Je pars à la recherche d’un membre du personnel de l’auberge pour demander comment faire lorsque j’entends dans la cuisine deux femmes qui prononcent distinctement le mot Puzzle Wood au moment où je passe. Je demande si c’est loin? C’est à 15 minutes en voiture, me disent-elles. Elles vont peut-être y aller et me proposent de m’emmener. Elles auront décidé d’ici un quart d’heure. Tout simplement magique. Je retourne m’asseoir avec mon livre, je souris. Bien sûr il s’arrête de pleuvoir aussi sec.

30 minutes après me voilà devant l’entrée du circuit de cette forêt magique.

Les mystères d’une forêt ancienne

Je descend dans les dédales de pierres embrumés avec les arbres qui englobent les rochers de leurs racines, tels des gardiens silencieux. Tout danse ici, au rythme de la Terre, rythme lent, envoûtant, pénétrant et mystérieux. Le sommet des arbres couvre le ciel, leur racine recouvrant de grandes pierres. La mousse se promène partout accentuant cet aura de féérie. Des nappes de brouillard diffuses au milieu de parois rocheuses ajoutent une touche de mystère supplémentaire.

Je croise parfois mes anges taxis, ceux grâce à qui j’ai pu arriver ici en voiture.

Sur des chemins parallèles (au sens propre) ils sont perdus et essaient de retrouver la sortie. Les chemins suspendus se croisent dans tous les sens. A plusieurs reprises nous nous voyons de loin, comme dans un labyrinthe. Chacun se perd.

Les lutins aussi aiment la purée

Je continue à marcher, émerveillée. Sur une partie de la forêt une intense odeur de purée pénètre les narines. Je me demande si je rêve mais je croise une femme qui me demande si je sens la même odeur. Il n’y a pas l’air d’y avoir de maison alentour, c’est surprenant et complètement décalé. Nous nous regardons sans rien dire et je suis sûre que la même image traverse notre imaginaire. Pour ma part des lutins en train de cuisiner. Nous rions.

 

Après un temps impossible à déterminer et je sens qu’il est temps pour moi de partir de la forêt. Je n’en ai aucune envie. Intérieurement je proteste. On me dit que je reviendrai, qu’il est important que je rentre, question de sécurité. J’ai l’impression d’être une enfant de 4 ans qui fait un caprice et à qui les adultes expliquent gentiment que c’est comme ça.

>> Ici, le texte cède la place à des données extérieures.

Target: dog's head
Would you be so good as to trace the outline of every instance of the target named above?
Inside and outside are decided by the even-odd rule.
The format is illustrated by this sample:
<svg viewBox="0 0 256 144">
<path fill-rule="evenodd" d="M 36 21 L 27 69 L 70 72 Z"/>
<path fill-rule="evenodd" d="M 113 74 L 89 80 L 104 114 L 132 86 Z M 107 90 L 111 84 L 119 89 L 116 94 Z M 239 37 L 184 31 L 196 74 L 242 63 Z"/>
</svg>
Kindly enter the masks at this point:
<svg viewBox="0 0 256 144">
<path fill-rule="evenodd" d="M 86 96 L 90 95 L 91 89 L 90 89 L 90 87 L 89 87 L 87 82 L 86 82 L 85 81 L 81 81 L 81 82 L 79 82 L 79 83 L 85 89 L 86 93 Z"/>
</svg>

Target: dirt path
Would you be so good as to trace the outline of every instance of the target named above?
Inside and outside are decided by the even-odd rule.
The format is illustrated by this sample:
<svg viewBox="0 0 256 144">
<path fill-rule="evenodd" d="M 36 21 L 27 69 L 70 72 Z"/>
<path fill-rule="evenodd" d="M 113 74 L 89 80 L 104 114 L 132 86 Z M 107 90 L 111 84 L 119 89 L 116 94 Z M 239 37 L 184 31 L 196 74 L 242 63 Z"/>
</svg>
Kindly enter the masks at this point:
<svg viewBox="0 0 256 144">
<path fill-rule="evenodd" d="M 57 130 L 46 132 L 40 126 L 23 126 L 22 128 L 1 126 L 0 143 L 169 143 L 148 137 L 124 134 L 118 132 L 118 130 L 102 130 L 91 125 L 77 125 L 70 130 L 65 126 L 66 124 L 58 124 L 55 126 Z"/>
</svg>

Alors tout en me laissant sagement guider vers la sortie je goûte mes derniers instants dans ce temple vert.

Envahie de gratitude, je franchis le portail en bois et à ce moment-là je vois le petit groupe de l’auberge qui m’a amené. Ils sortent du circuit exactement en même temps. « On s’est perdu pendant au moins une heure » me disent-ils. Je ris dans mes moustaches et rentre donc en sécurité, en voiture, et au sec.

Joie infinie pour cette journée hors du commun.